11.11.08

revolutionary road

limpido: oggi il cielo è così limpido
come acqua chiara dentro gli occhi tuoi
che bagna gli occhi miei
io raccoglierò tutti i petali caduti dalla tua orchidea
tutti i giorni spesi dentro quell’idea
quei giorni che non torneranno mai
(…)

verano – moltheni


il problema è che l’ufficio non è un open space. come il resto del creato di nostra pertinenza. il problema è che l’edificio di fronte non è né un grattacielo né un palazzo in vetrocemento. ma pericolosamente qualcosa di intermedio. e lo spiazzo antistante culmina con una scultura moderna che è un accrocchio di brandelli di metallo. come lo spazio suburbano della sera, nulla di pianificato, dispersione di superfici e di vite. che temono il cambiamento perché potrebbe cambiarle. nessuno che abbia un’idea precisa di chi sia veramente. da una parte, un’assurda tensione al conformismo. dall’altra, torsione interiore perché siamo distanti nell’ideale di giustizia, nelle abitudini, nel disimpegno. sfibrato il tessuto civico, anemia pubblica: cura del ferro.

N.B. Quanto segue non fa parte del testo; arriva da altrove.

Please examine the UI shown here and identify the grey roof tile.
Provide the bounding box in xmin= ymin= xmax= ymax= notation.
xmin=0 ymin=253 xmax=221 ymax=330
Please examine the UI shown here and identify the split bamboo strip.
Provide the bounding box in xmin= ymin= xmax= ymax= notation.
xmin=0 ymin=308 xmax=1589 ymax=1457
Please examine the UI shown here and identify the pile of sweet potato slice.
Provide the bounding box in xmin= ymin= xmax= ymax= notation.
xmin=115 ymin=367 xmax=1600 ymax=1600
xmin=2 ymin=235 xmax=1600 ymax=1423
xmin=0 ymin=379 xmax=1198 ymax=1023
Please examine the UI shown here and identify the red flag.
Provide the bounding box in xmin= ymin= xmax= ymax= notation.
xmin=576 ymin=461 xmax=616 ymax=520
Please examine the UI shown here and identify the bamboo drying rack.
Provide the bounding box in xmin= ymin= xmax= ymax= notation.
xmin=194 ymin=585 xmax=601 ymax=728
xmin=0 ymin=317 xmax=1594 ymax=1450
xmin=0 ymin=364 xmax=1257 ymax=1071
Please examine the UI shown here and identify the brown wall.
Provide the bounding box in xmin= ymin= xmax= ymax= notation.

p.s. volevo ripromettermi nuovamente di non scrivere più. per non permettermi di rimasticare pensieri altrui perché comuni a tutti gli uomini. poi, però, nei miei indugi domestici mi sono trovato immobile al vetro del balcone, stupidamente impressionato perché appannato dal primo contrasto stagionale tra la temperatura esterna e il tepore di casa. l’immagine mi ha portato indietro a certi pomeriggi d’infanzia, quando, facendomi spazio tra le stoviglie della cucina, m’issavo alla finestra della cucina, spostavo i rami delle piante e disegnavo dueocchiunnasoeunaboccacheride. un attimo fa, ho ripetuto quel gesto e ho sentito il fluire angoscioso dei miei pensieri finalmente umanizzato.